Typowe tempo pływaka, który mieści się w środku stawki wynosi około 2 min/100 metrów. Zatem jak płynie w konkurencji ¼ IM osiąga wynik około 19 min. Jest to wynik, który każdy trenujący systematycznie człowiek jest w stanie osiągnąć. Porównując to do roweru i odcinka ¼ IM, 45 km, który przeciętny kolarz jedzie zwykle na całej długości, nie szybciej niż z prędkością średnią 35 km/h osiąga tym samym wynik około 1 godziny i 15 min.

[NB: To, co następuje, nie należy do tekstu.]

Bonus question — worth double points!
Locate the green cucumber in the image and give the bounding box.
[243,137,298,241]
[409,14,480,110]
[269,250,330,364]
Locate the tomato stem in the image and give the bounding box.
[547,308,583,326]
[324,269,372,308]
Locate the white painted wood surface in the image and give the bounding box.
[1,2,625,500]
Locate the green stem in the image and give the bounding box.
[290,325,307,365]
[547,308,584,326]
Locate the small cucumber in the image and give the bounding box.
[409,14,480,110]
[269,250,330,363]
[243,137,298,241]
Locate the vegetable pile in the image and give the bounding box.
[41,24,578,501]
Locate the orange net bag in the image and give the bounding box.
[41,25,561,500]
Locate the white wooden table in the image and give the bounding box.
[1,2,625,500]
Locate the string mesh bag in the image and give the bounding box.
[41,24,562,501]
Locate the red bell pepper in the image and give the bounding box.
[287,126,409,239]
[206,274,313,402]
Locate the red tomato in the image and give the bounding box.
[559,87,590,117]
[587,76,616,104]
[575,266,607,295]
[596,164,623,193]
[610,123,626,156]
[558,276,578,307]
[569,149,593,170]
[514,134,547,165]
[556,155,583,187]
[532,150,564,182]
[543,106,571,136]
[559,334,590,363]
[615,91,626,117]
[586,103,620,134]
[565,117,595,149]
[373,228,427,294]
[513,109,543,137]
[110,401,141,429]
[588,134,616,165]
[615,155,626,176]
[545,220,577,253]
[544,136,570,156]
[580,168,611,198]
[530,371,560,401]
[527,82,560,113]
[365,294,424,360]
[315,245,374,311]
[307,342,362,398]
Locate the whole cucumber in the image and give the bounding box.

Zatem czy nie lepiej przyłożyć się bardziej do dłuższych konkurencji kolarskich i tam urwać więcej czasu, niż pracować nad krótką konkurencją pływacką i powoli urywać minuty i setne sekundy ?
Otóż problemem jest to, że rower jest po pływaniu. Zatem wychodząc z wody musimy wskoczyć na rower i wygenerować taką moc, która pozwoli pojechać nam z daną prędkością. Idąc dalej tym tropem, aby przyzwoicie pojechać rowerem musimy mieć rezerwę energii. Nie możemy zatem tracić wszystkiego na pływaniu. Nie ma potrzeby również, realizować nie wiadomo jak ciężkich treningów pływackich, aby być przyzwoitym triathlonistą. W pływaniu triathlonowym trzeba zachować pewną ergonomię, aby być świeżym na rowerze. Jednym z dobrych rozwiązań będzie wykorzystanie czasu treningu basenowego na naukę poprawnej techniki. Warto zatem przyłożyć się do techniki pływania w 100 %, tak aby jak najwięcej energii zachować na wyścig rowerowy.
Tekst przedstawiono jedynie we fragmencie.